At the behest of YHWH, a secret rendezvous, under the auspices of performing a sacrifice, was organized so that the prophet Samuel could meet Jesse and his sons. Samuel, known as “The Seer,” is told to look upon the sons of Jesse and identify the next king of Israel. The oldest and strongest were exhibited for Samuel to see like beauty contestants at a pageant. Surprisingly, the convener of the pageant introduces a new set of standards: “Do not look on his appearance or on the height of his stature…for the Lord does not see as mortals see; they look on the outward appearance, but the Lord looks on the heart’” (1 Sam 16:7). And so, the seven sons of Jesse pass by as Samuel looks on, none having made the cut. If the number seven is the Biblical suggestion of fulfilment this story posits a counter narrative. There is one more and he is the youngest, “the other,” and the eighth son, who some say was born in iniquity (Ps 51). This is the son that when “The Seer” comes to town, he is sent to the fields to keep from getting in the way. This is the son who started off like the mustard seed, small and undesired.

Samuel calls him in from the fields and before David is able to get through the door, he is drenched in the oil of the king. This moment is crucial. David, “the other,” is brought in from the margin to the center of the community. What a shift in status! From the youngest to the anointed leader, from the outcast to the king. An idyllic reading of this story ends with the mustard seed, small and undesired, growing and ruling with the same kind of inclusivity and generosity by which he was chosen. But the story has not come to its final chapter. Instead, David eventually loses sight of his otherness and allows the power of his reign to corrupt. This old trope about power and corruption appears time and time again in the story of the people of God. They cannot escape the grasps of the predatorial power of the empire which compels corruption and blinds them to the other.

It is difficult to write about this quaint scene of YHWH’s intentional selection of a man who, losing sight of his original otherness, becomes yet another oppressive power in the patriarchal narrative. To pile on, in this scene, David is purposely selected not for his appearance but for his heart (1 Sam 16:7); yet this very man will later victimize a woman for her appearance and break her heart by murdering her husband (2 Sam 11). In what can only be understood as sexual assault, considering the vast power differential and Bathsheba’s marital status, David gives in to his desires and, empowered by his corruption, is able to obtain exactly what his eyes see.
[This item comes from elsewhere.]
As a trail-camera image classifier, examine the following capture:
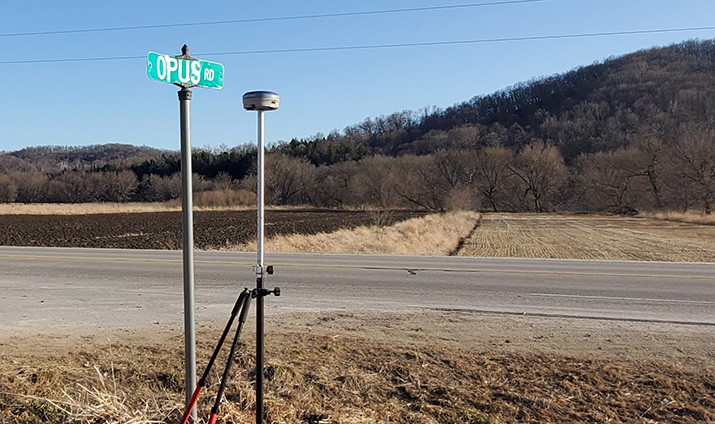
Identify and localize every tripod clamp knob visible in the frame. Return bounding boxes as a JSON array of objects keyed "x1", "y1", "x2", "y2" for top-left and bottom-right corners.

This story becomes for the people of God a reminder of the complicated nature of power because the corrupting power in David’s life continues to be pervasive today. Just as David forgot his own otherness, so too, does the Church, in positions of power and privilege, forget her otherness. The invitation implicit within this story is to confess the ways in which power has resulted in corruption and blindness to “the other.” This confession must follow the example of YHWH who grieved with Samuel concerning the waywardness of His chosen king (1 Sam 15:35) and then, in an act of defiance, YHWH urges us to “fill our horns with oil” and set out to the margins to anoint the people and places that have been seen as “other,” thereby bringing them into the center of community (1 Sam 16:1).